Learning what we already know on the 50th anniversary of The Limits to Growth

12 December 2022 – 50 years after the first report to the Club of Rome, humanity is in dire straits. The financial crisis in 2008, the COVID-19 pandemic and the war in Ukraine are brutal signals of collapse. They originate in a wider landscape of self-inflicted existential threats: growing inequity and social fractures; climate warming on a huge scale; the ongoing destruction of ecosystems; and finance and technology increasing the prob-ability of dystopian futures. This is not what the Club of Rome would have liked to see happening. The Limits to Growth intended to open the space of possibilities for humanity to decide on its course. Indeed, most of the scenarios in the book ended in collapse. This shocked the world and made the book sell millions of copies. Though, there were scenarios showing the possibility of a balance between “development” and the finitude of the planet. The Club of Rome actually suggested that human development could be substantially redefined, towards equitable human wellbeing for a healthy planet. That message was not heard. To be fair, the present is also full of hope. Women are emancipating everywhere and the whole of humanity is becoming literate. Many people overcome the helplessness created by neo-colonial mindsets. Young generations realize the failures of economic and political systems. Achievements in science and technology might be helpful. Change is all around, coming unexpected and at high speed. All in all, it seems that humanity is thriving and committing suicide at the same time. How can we deal with this fundamental contradiction? 
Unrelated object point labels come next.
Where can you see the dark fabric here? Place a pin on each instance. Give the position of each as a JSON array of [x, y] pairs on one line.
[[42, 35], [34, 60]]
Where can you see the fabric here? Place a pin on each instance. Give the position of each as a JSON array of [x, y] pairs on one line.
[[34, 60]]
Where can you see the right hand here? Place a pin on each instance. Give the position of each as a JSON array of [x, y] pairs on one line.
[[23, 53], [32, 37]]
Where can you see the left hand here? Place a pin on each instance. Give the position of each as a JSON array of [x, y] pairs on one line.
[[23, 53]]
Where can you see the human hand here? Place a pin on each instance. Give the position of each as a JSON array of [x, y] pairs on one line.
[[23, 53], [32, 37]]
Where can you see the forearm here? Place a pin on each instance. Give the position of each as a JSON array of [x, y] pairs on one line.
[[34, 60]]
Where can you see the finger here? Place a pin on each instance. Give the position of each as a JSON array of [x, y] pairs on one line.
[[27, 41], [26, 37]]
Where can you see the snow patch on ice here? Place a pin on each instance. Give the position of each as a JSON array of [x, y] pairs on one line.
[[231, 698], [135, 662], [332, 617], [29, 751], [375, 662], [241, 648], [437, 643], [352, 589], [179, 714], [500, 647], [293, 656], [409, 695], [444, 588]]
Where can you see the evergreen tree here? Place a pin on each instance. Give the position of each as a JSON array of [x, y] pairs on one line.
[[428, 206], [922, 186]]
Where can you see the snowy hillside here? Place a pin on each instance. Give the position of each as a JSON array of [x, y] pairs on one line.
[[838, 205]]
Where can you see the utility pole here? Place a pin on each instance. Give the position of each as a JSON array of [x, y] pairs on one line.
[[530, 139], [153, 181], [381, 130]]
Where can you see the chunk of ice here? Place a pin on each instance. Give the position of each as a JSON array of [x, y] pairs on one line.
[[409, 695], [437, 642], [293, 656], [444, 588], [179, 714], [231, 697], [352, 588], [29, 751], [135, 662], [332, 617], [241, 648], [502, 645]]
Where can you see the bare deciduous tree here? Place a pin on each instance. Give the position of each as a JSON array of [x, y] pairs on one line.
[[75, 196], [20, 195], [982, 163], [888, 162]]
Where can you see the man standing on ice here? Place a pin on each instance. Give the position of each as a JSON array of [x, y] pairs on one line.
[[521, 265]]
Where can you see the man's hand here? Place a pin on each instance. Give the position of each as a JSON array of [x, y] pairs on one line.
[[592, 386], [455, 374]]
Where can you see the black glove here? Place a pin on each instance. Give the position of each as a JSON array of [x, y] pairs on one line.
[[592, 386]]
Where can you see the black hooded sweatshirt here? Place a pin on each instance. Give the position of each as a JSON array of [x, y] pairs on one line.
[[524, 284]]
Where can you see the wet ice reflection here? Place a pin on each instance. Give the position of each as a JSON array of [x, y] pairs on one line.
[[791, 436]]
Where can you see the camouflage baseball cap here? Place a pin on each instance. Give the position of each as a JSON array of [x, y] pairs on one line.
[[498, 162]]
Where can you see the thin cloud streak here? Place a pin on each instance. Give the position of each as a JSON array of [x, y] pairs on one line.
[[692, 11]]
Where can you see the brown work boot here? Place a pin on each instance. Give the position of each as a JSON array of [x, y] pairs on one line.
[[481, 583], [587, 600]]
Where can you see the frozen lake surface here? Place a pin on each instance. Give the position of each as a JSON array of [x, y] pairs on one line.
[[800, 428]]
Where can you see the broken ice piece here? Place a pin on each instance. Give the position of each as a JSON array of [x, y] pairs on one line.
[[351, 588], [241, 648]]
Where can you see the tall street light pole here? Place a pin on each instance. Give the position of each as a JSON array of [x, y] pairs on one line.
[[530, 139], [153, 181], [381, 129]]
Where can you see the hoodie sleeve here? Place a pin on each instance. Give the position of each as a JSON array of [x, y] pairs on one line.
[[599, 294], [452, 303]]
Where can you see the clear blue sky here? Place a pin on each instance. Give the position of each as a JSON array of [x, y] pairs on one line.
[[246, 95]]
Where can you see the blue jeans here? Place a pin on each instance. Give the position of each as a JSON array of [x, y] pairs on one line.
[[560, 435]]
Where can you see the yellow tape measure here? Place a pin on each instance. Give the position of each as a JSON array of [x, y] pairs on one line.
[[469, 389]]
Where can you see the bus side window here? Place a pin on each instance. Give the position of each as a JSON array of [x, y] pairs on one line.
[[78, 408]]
We could start by learning what we already know. Learning only happens when we are able to change and attune ourselves to what we are aware of. Humanity did not learn in anticipation of present socio-ecological disasters. It did not depart from tying “development” to the ever-growing consumption of energy and materials. This is our trap: we expand a suicidal mode of civilization with the excuse of providing wellbeing. But health and wellbeing come from the quality of our relationships, with other humans, with Life at large and with the past and future. Hence wellbeing for all can be attained at a much lower and more equitable level of ecological footprint than today. This is what the Club of Rome strongly states in two new reports published this year, Limits and Beyond and Earth for All. In 1968, the same year the Club of Rome was created, a group of South African students initiated the Black Consciousness Movement and proclaimed that we can liberate ourselves from our mental jails. It is more than time for a “human revolution” of that kind. We humans are explorers. If we reconnect with the web of Life and our own humanity, the space of possibilities reopens. It can lead to the emergence of a multitude of self-organized ways to be in the world, at peace with ourselves and the biosphere. This human revolution is already happening everywhere, invisible in plain sight, inaudible for many and yet alive. Our most important task might be just to pay attention to it and by doing so change the way we think and learn at last!